Housing Discrimination

Autism Speaks reports that a federal appeals court has upheld a HUD case against a West Virginia landlord.
The case involved a Charleston, WV landlord who imposed a series of conditions on a prospective tenant, Delores Walker, after she said her 48-year-old brother with "severe autism" would share the apartment. The landlord demanded that Walker obtain a note from her brother's doctor stating that he would not pose a liability threat, obtain a renter’s insurance policy with $1 million in liability coverage, and assume responsibility for any damage Walker's brother might cause to the property.

The landlord, Michael Corey, told Walker he was imposing the conditions based on his prior observations of “children with autism . . . flailing their arms and hollering and screaming in outrage.”
Walker elected not to pursue the rental, but HUD took up the case, arguing Corey had violated the Fair Housing Act by discriminating on the basis of disability in his offer of the apartment. An administrative law judge found for Corey, but HUD reversed the judge's recommendations and imposed fines on Corey.

Corey then appealed to the U.S. Fourth Circuit Court of Appeals. The three-judge federal appeals panel upheld HUD's actions and further increased the fines.
From the opinion: 
Section 3604(c) of the FHA [Fair Housing Act] prohibits oral or written statements with respect to the rental of a dwelling that indicate a “preference, limitation, or discrimination” based on certain protected statuses, including disability....
Corey does not deny telling Ms. Walker that he intended to impose special conditions on the Walkers’ prospective tenancy, but disagrees that he violated § 3604(c). He argues that he imposed the conditions only after Ms.

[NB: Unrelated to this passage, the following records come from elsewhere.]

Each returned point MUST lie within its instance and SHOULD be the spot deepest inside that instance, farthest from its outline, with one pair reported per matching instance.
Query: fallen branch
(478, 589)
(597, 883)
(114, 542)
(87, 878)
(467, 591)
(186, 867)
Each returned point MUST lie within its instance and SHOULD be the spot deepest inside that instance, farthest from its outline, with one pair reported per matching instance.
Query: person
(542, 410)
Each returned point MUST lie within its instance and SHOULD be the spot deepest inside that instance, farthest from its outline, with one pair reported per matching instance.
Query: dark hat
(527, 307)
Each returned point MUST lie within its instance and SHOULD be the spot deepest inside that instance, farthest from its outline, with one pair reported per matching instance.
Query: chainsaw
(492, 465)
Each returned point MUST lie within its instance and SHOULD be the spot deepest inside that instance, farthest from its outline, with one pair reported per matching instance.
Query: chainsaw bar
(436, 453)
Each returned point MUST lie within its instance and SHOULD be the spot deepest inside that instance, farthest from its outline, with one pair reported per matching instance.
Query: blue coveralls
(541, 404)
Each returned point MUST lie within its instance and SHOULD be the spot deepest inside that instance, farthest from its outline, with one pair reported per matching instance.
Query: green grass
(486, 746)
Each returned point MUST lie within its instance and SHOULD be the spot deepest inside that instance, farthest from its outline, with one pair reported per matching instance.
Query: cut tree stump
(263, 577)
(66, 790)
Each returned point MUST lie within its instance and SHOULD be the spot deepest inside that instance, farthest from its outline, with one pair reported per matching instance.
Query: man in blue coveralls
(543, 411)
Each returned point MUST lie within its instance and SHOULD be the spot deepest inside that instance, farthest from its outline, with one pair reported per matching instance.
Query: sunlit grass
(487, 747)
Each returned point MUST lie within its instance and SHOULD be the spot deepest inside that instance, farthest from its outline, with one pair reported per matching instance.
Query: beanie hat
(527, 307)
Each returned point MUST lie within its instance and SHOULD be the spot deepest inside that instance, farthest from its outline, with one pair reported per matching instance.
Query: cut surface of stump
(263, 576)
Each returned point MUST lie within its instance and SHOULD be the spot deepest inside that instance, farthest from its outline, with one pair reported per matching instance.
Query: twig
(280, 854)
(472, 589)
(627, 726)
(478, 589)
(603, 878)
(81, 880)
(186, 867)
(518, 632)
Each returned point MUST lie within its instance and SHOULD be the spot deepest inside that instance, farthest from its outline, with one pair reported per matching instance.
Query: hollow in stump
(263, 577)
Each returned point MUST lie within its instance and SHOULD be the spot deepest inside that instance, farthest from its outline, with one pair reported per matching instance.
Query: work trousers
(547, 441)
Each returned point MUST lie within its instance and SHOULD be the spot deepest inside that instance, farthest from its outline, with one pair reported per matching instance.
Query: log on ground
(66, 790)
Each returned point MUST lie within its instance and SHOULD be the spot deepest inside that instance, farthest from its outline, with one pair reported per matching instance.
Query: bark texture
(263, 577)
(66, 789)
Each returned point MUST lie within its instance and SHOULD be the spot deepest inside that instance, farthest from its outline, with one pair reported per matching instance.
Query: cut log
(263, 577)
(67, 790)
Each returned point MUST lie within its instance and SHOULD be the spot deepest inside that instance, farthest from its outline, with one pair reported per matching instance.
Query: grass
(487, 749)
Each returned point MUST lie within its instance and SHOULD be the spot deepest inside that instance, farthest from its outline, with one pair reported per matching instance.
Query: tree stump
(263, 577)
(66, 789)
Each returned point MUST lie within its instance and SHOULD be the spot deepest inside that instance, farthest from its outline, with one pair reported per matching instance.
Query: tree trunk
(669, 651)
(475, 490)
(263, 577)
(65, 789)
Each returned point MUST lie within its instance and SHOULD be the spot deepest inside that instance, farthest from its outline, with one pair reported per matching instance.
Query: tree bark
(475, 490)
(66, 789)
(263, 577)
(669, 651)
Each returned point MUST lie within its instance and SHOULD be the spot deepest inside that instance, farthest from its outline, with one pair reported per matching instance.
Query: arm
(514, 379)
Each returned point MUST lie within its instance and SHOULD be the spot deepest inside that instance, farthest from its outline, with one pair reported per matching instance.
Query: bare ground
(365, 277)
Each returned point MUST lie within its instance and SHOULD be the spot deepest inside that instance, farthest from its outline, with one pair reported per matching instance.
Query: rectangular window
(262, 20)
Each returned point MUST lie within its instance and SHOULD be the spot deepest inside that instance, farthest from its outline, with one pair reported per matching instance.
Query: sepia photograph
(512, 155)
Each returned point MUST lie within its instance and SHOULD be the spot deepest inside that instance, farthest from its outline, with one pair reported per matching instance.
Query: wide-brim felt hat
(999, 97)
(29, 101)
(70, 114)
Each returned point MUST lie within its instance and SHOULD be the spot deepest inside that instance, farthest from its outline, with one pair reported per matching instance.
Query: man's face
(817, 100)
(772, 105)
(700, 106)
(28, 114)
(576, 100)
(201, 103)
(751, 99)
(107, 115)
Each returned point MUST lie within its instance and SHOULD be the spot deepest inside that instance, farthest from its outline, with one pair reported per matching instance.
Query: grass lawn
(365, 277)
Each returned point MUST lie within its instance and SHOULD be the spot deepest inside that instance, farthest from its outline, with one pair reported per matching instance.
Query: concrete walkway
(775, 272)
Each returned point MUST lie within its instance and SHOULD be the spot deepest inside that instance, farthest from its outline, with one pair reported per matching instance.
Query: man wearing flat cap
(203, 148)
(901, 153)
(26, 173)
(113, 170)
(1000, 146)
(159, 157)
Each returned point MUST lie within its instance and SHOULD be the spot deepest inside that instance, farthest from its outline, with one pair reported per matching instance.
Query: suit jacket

Walker’s “voluntary and unsolicited statement that her brother suffers from ‘severe autism and mental retardation.’” Pet’r’s Br. 20. Corey also notes that he never indicated a flat refusal to rent to the Walkers, “only that . . . risk insurance maybe [sic] required.” Id. at 21.

Corey’s arguments are unavailing. For one, the fact that Ms. Walker disclosed her brother’s disability does not excuse Corey’s discriminatory responsive statements. Nor does it matter that Corey did not refuse to rent to the Walkers; the statute simply prohibits statements to renters that indicate a limitation based on disability, and Corey admits to making such statements. This ends the inquiry, as substantial evidence supports the Secretary’s determination.
 Finally, we affirm the Secretary’s conclusion that the § 3604(f)(9) “direct threat” exception does not apply. Corey makes no showing that his discriminatory conduct was supported by any objective evidence that Mr. Walker posed a direct threat to persons or property, as is required to trigger the exception. See H.R. Rep. No. 711, at 30 (1988), reprinted in 1988 U.S.C.C.A.N. 2173, 2191. And even if Corey’s request for a meeting with Mr. Walker and a doctor’s note was, as he maintains, an attempt to obtain such objective evidence, Corey cannot justify the other discriminatory conditions he sought to impose, based as they were on unsubstantiated stereotypes about autistic people in general.